結婚するには乗り越えなくてはいけない壁があるようです
いつも通りに仕事を終え、着替えを済ませ、外へ出ると、落ち葉が舞うほどの強風が吹き荒れていた。
羽織っていたトレンチコートの前を閉め、ストールを首に巻き、向かい風に顔を背けながら足早に歩く。

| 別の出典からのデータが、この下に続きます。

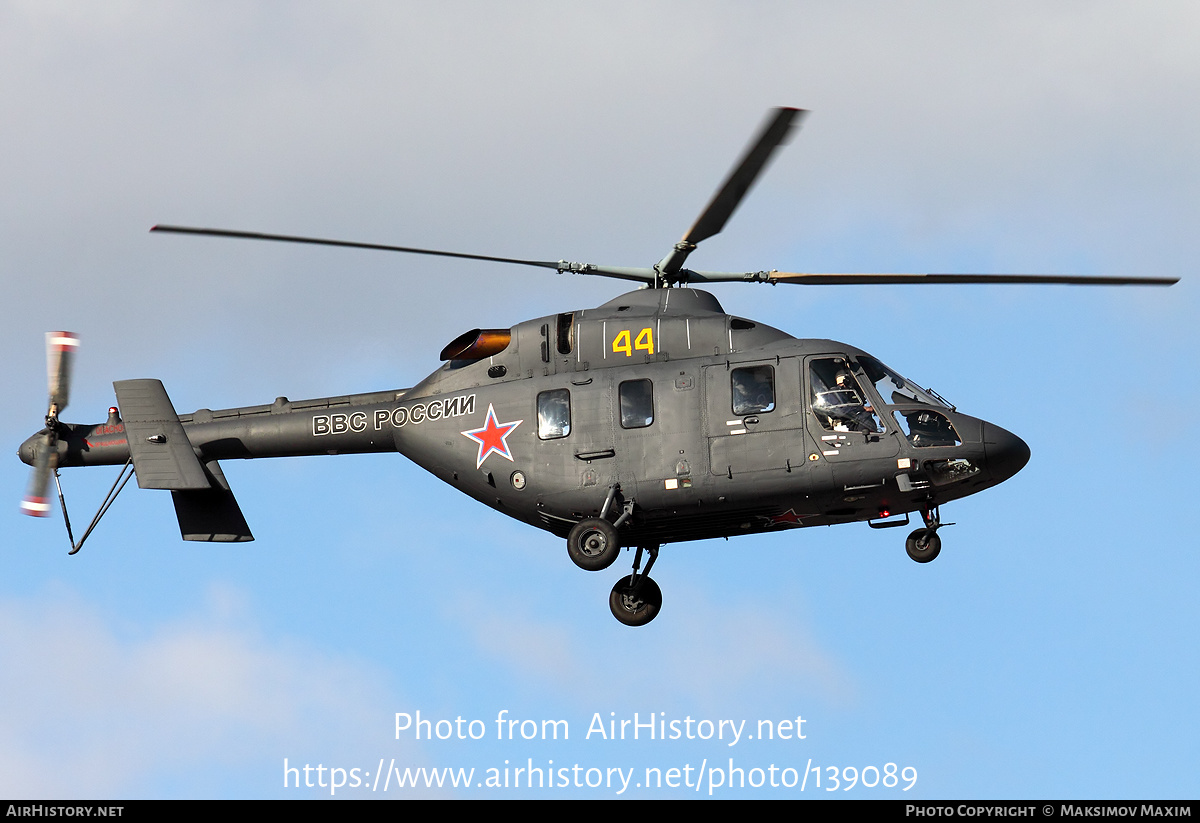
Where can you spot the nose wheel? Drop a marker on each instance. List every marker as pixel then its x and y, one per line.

すると病院の敷地から数十メートル先の道路に駐車された黒のセダンが目に入った。
ミラーで確認したのだろうか。
タイミングよく黒のトレンチコートを品良く着こなす男性が出て来た。
「伊東先生」
駆け寄るようにして近付くと、微笑んで迎えてくれた。
「松島さん。お疲れさまです」
「お疲れさまです。えっと、どうかなさいましたか?誰かと約束でも?」
矢継ぎ早に聞くと伊東先生は困ったように微笑んだ。
「今日は松島さんに会いに来ました」
「私、ですか?」
連絡はもらっていないし、約束もしていないのになぜ。
首を傾げると、伊東先生の視線が目の位置からズレた。
「ちょっとごめんなさい」
そう言うと伊東先生は突然、私の肩を抱き、そのまま強引に車の助手席に乗せた。
「え?ちょっと、あのっ」
事態が飲み込めない私は、運転席に素早く乗り込んだ伊東先生に問いかける。
「急にどうしたんですか?」
「スタッフの目を気にするんじゃないかと思って」
言われてパッとサイドミラーを見ると、病棟のスタッフがこちらに歩いて来ているのが見えた。
伊東先生と噂が出ていたと尚さんに言われたことを思い出した。
ようやくスタッフの顔色を伺わずに仕事が出来ると思えるようになったのに、一緒のところを見られたらまた顔色伺う生活に戻ってしまう。
出来るだけ隠れるように、首に巻いていたストールを鼻の下まで引き上げ、顔を覆った。
「あ、いや、そこまでしなくても…クク。大丈夫ですよ。車の中まで覗き込んで見るような人は滅多にいないから」
「そうかもしれませんが」
黒目だけ動かし、隣を伺い見ると、口元に拳を当てて笑っていた。
「笑い事じゃないんですよ」
言いながらストールの位置を目元ギリギリまで引き上げる。
それを見た伊東先生はまたククッと笑ってから、ストールを掴んでいる私の手に触れた。
「その姿。ものすごく可愛いですけど、息苦しいでしょう。人は行ったから外して大丈夫ですよ」
手に触れられて、しかも可愛いなんて言われると、どうにも落ち着かなくなる。
急いで首のストールを外し、手の中に収まるくらいに小さく丸めた。
でも大判のストールは収まりきらず、手の中から溢れ出てしまう。
それをなんとか収めようと格闘していると、隣からまた笑い声が起き、手元に手が伸びてきた。
「貸してください」
言われて手のひらを開くと、ストールが取られ、丁寧に伸ばされ、首に巻かれた。
「…っ!」
あまりに近い距離に動揺を隠せない。
「よし。出来た…って大丈夫ですか?顔、真っ赤ですよ?」
「すみません」
露骨に顔を背け、窓の外を見ることで気持ちを落ち着かせる。
「ハハ。松島さんは本当に可愛いですね。つい手を貸してあげたくなるし、綺麗な肌には触れたくなる。嶋津先生が牽制するのも分かります」
「そんなに褒められたものではありませんよ。それより、伊東先生はどうしてここに?」
「松島さんに会いに」
同じ答えを言わせてしまったことに気付いて、申し訳なくて、運転席側を向き、謝る。
「すみません」
「いえ。僕の方こそ連絡もなしに来てしまい、すみません。少しお時間頂きたいのですが」
今日は特に予定はない。
オンコールの当番でもないし。
小さく頷くと伊東先生は喫茶店に連れて来てくれた。